#17: Restaurant Managers Must Learn Three Essential Lessons to Be Empowered

March 31, 2021 by David Scott Peters

In this episode of The Restaurant Prosperity Formula podcast, host David Scott Peters talks about owners of independent restaurants and their tendency to overwork themselves while also freeing their management team of accountability. David teaches you how to put yourself in a place of leadership and three lessons you must teach your managers and supervisors to empower them to do their job so you don’t have to. Managers play a critical role in the most successful restaurateurs’ businesses. To further set the path to success, David teaches five critical steps to successful delegation and why holding restaurant’s managers accountable is so important.

Let’s talk about how to get the most out of your management team instead of enabling them to do the minimum. In this episode of my podcast, The Restaurant Prosperity Formula, I want to share with you the three lessons you must teach your managers and supervisors that empower them to do their job.

If you're tired of doing everything yourself, you're tired of the excuses and you want things to change, definitely tune into this episode. As a bonus, I'm going to share with you how to ensure your managers are getting things done your way.

No matter who I'm talking with, there is a common theme among many of the calls I have with restaurant owners. They say their managers aren't getting the job done, and they don't know what to do. Because they don’t know what to do, they just end up doing it all themselves.

If you don't even know why you have managers in the first place, let’s assume you’re doing one thing: when you go around fixing what they’ve done wrong or not done to your satisfaction, you're teaching your people you'll fix everything. In fact, you're enabling them to do nothing.

Instead of being their cleanup crew, you have to put yourself in a place of leadership, which is exactly where you belong as the owner. To start to move things in the right direction – away from enablement and away from you doing it all – you must teach your managers three lessons that empower them to get their job done.

Lesson one is what does trying get you. Are you allowing your managers to continue to make excuses? Trying doesn’t get results. Finding solutions gets you results. Trying leads to excuses.

Lesson two is don’t tell me why it can’t be done; tell me how it can be done. There is no “can’t” when it comes to figuring things out. If your managers tell you can’t do something, what they’re really telling you is they “won’t” do something. Same thing for you.
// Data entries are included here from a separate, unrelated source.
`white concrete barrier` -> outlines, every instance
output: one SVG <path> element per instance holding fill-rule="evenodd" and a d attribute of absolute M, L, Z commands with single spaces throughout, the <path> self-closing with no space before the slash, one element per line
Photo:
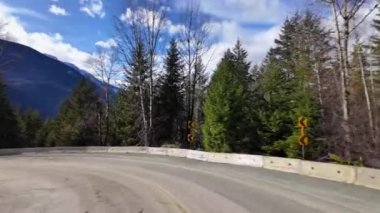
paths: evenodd
<path fill-rule="evenodd" d="M 131 153 L 131 147 L 128 146 L 112 146 L 108 149 L 109 153 L 119 153 L 119 154 L 125 154 L 125 153 Z"/>
<path fill-rule="evenodd" d="M 188 154 L 188 149 L 168 149 L 168 155 L 172 157 L 185 158 Z"/>
<path fill-rule="evenodd" d="M 380 190 L 380 170 L 358 167 L 354 184 Z"/>
<path fill-rule="evenodd" d="M 85 148 L 86 152 L 89 153 L 107 153 L 109 147 L 107 146 L 88 146 Z"/>
<path fill-rule="evenodd" d="M 149 147 L 148 154 L 152 155 L 168 155 L 167 148 L 159 148 L 159 147 Z"/>
<path fill-rule="evenodd" d="M 136 153 L 186 157 L 189 159 L 225 163 L 271 170 L 298 173 L 305 176 L 351 183 L 380 190 L 380 170 L 353 167 L 331 163 L 302 161 L 299 159 L 267 157 L 260 155 L 207 153 L 197 150 L 148 147 L 37 147 L 20 149 L 0 149 L 0 155 L 23 153 Z"/>
<path fill-rule="evenodd" d="M 301 160 L 264 156 L 263 167 L 282 172 L 299 173 L 301 168 Z"/>
<path fill-rule="evenodd" d="M 208 156 L 207 152 L 189 150 L 186 157 L 194 160 L 207 161 Z"/>
<path fill-rule="evenodd" d="M 74 153 L 85 152 L 87 147 L 33 147 L 19 149 L 0 149 L 0 155 L 12 155 L 23 153 Z"/>
<path fill-rule="evenodd" d="M 332 163 L 302 161 L 300 174 L 344 183 L 355 181 L 355 168 Z"/>
<path fill-rule="evenodd" d="M 18 155 L 21 153 L 20 149 L 0 149 L 0 155 Z"/>
<path fill-rule="evenodd" d="M 52 147 L 38 147 L 38 148 L 21 148 L 22 153 L 41 153 L 41 152 L 49 152 Z"/>
<path fill-rule="evenodd" d="M 148 148 L 145 146 L 128 146 L 125 149 L 125 153 L 132 153 L 132 154 L 147 154 Z"/>
<path fill-rule="evenodd" d="M 232 164 L 252 167 L 263 167 L 263 156 L 235 154 Z"/>
<path fill-rule="evenodd" d="M 207 161 L 212 163 L 233 164 L 235 160 L 233 154 L 209 152 L 207 153 Z"/>
<path fill-rule="evenodd" d="M 74 153 L 74 152 L 84 152 L 84 149 L 75 149 L 75 147 L 45 147 L 42 152 L 48 153 Z M 37 153 L 37 152 L 35 152 Z"/>
<path fill-rule="evenodd" d="M 50 147 L 48 148 L 49 152 L 58 152 L 58 153 L 80 153 L 80 152 L 87 152 L 89 150 L 94 150 L 93 152 L 101 152 L 101 151 L 96 151 L 99 150 L 95 147 Z M 90 151 L 91 152 L 91 151 Z M 107 152 L 107 151 L 102 151 L 102 152 Z"/>

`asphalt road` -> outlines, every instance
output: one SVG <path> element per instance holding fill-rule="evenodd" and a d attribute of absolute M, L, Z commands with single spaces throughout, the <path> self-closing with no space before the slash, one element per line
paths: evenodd
<path fill-rule="evenodd" d="M 0 157 L 0 212 L 380 213 L 380 191 L 182 158 L 24 154 Z"/>

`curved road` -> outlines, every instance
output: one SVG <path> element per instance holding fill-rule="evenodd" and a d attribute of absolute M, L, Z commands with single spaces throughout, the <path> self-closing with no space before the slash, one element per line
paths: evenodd
<path fill-rule="evenodd" d="M 380 191 L 296 174 L 117 154 L 0 157 L 0 211 L 380 212 Z"/>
Instead of saying you can’t get your managers to do the work, switch the word out and say, “I won’t get my managers to do the work.” Isn't that what you’re ultimately telling me and they’re telling you? Maybe there are legitimate reasons something won’t work, but nothing can be done if you don't explore the possibilities. If you put up a wall and say it can't be done, well, then guess what? It won't be done.
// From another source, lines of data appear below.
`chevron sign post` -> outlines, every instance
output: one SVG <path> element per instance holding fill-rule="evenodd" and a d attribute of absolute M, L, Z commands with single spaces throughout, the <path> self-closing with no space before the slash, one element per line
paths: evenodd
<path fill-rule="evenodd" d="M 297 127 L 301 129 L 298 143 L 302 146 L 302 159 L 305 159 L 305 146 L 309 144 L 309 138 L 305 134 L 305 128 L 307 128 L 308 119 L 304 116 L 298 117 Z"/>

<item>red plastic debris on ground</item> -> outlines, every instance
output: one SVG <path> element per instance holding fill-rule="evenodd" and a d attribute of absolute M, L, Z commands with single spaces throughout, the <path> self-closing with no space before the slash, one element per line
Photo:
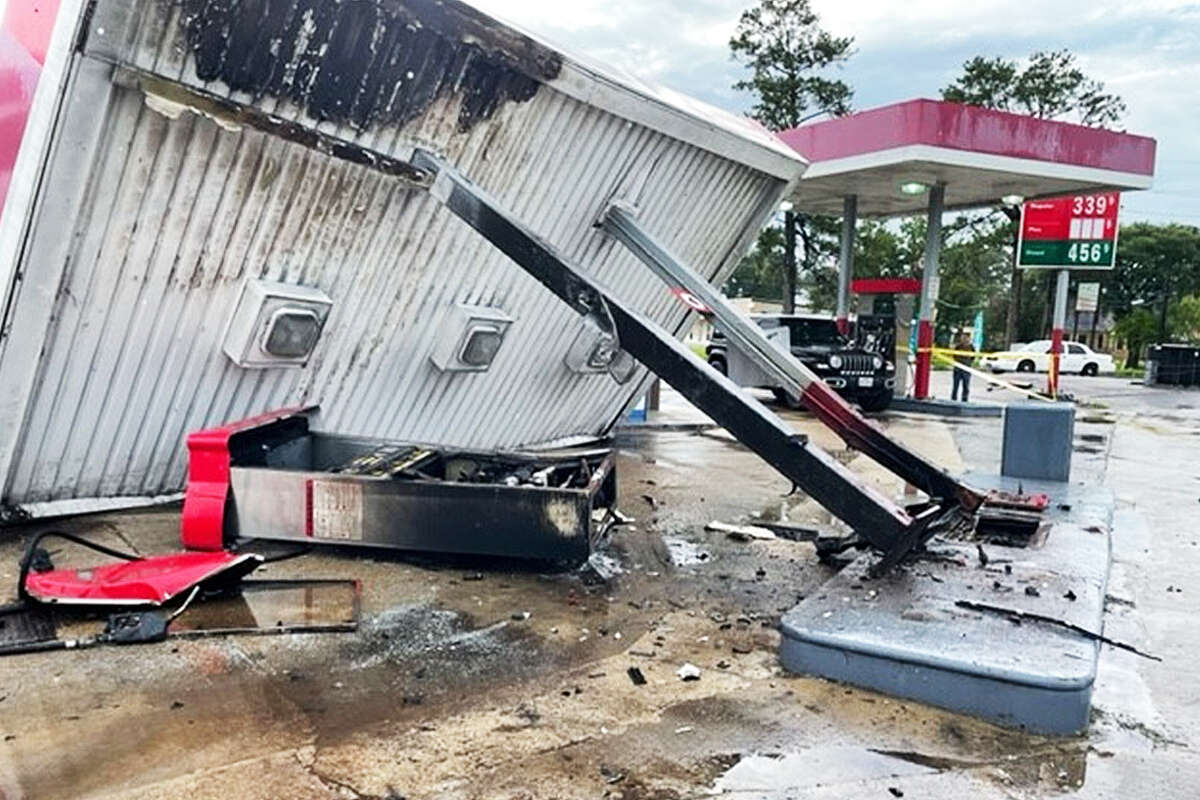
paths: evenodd
<path fill-rule="evenodd" d="M 72 605 L 162 605 L 192 588 L 237 581 L 263 563 L 252 553 L 175 553 L 83 569 L 31 572 L 29 596 Z"/>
Lesson three is to not let your manager come to you with a problem. They need to come to you with a solution. The level of responsibility affects the level of solution, but the goal is to get your managers to try and figure out a solution to the problem their facing and ask your permission to use the solution to solve the problem.

There's really two missing pieces for implementing these three lessons into your daily routine, and it's your ability to successfully delegate and hold your management team accountable. See, without successful delegation, it doesn't matter what those lessons are, because ultimately people will excuse it away and won't learn. You'll still fix everything. They'll still come to you with problems, they'll still tell you why it can't be done.

So what you've got to do is put them on a path to success, not only teach them those lessons, but ultimately learn how to successfully delegate and hold them ultimately accountable. Here are the five critical steps to successful delegation.

  1. Be specific and clear - what you want done
  2. Define success - when it’s completed
  3. Let it go - milestones
  4. Continued communication - show me
  5. Recognition and reward

I give a complete explanation on these five steps in the podcast, so be sure to tune in for the whole picture.

And the next part of empowering your managers and truly removing responsibilities from your own plate is you have to be willing to hold your management team accountable, and that should not be thought of as a negative when done correctly.

To keep things positive, my definition of accountability, when done properly, is change the word to answerability. It's the acknowledgement of responsibility for your obligations, decisions and actions and how you were answerable for the resulting consequences. Again, I break this down in detail and with examples in the podcast. You can always download the transcripts as well.

What I share in this podcast can change your life. If you want restaurant prosperity, freedom from your restaurant and the financial freedom you deserve, then managers play a critical role in achieving that dream.